The potential of C12-14AS TEA (CAS 90583-18-9, analytical purity 41%) to induce micronucleous in vivo was assessed in a study conducted according to OECD guideline 474 with CFW-1 mouse (Banduhn, 1987). The test substance was administered via gavage at doses of 400, 2000 and 4000 mg/kg bw to 7 animals /sex /dose. Bone marrow was sampled 24 h (400 and 2000 mg/kg bw) and 24, 48 and 72 h (4000 mg/kg bw) after gavage. Results achieved with the vehicle (water) and positive controls were valid. No signs of toxicity were noted. As no increase in micronucleated polychromatic erythrocytes was observed in this study the test substance was considered to be not clastogenic.

In conclusion, the substance did not show any genotoxic potential.
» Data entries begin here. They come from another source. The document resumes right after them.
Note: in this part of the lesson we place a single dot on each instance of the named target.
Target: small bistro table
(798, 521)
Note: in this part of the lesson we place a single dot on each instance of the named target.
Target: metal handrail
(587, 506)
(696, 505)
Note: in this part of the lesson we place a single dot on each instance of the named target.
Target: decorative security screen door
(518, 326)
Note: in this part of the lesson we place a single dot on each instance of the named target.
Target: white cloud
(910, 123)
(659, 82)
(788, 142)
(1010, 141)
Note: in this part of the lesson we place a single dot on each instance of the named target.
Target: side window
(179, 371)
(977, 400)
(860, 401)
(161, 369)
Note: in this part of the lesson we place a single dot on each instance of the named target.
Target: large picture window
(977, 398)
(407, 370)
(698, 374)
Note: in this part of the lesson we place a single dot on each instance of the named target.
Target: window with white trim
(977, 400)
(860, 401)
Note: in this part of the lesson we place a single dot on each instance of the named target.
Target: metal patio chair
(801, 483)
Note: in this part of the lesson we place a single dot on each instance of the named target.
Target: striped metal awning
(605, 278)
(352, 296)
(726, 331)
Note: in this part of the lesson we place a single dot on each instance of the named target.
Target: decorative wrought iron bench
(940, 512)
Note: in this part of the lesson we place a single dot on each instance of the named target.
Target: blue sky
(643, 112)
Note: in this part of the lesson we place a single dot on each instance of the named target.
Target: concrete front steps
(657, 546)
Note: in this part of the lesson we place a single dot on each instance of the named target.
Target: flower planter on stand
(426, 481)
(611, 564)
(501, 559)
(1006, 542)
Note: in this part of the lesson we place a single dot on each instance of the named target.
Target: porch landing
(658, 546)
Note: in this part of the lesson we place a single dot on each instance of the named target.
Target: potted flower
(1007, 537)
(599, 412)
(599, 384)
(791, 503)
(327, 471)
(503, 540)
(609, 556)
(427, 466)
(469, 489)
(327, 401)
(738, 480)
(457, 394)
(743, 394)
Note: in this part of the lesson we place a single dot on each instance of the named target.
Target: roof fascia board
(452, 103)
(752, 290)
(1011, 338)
This is supported by the conclusions of the HERA Draft report “AS are not genotoxic, mutagenic or carcinogenic…” and the conclusions of the SIDS initial assessment profile “Alkyl sulfates of different chain length and with different counter ions were not mutagenic in standard bacterial and mammalian cell systems [...]. There was also no indication for a genotoxic potential of alkyl sulfates in various in vivo studies on mice […].”

 

[1] SIDS initial assessment profile, (2007);
http://www.aciscience.org/docs/Alkyl_Sulfates_Final_SIAP.pdf

[2] (HERA Draft report, 2002);
http://www.heraproject.com/files/3-HH-04-%20HERA%20AS%20HH%20web%20wd.pdf

[3] SIDS initial assessment report, (1995);

http://webnet.oecd.org/HPV/UI/SIDS_Details.aspx?Key=5ca67317-5fcc-41ea-a429-53d1267be383&idx=0


Justification for selection of genetic toxicity endpoint
No study selected as all three studies were negative.

Short description of key information:
In vitro gene mutation:
Bacterial reverse mutation assay (Ames test / OECD guideline 471): negative
In vitro mammalian cell gene muatation assay (MLA / OECD guideline 476): negative
In vivo clastogenicity:
Mammalian Erythrocyte Micronucleus Test: negative (MNT / OECD guideline 474)

Endpoint Conclusion: No adverse effect observed (negative)

Justification for classification or non-classification

The available data on genetic toxicity do not meet the criteria for classification according to Regulation (EC) 1272/2008 or Directive 67/548/EEC, and are therefore conclusive but not sufficient for classification.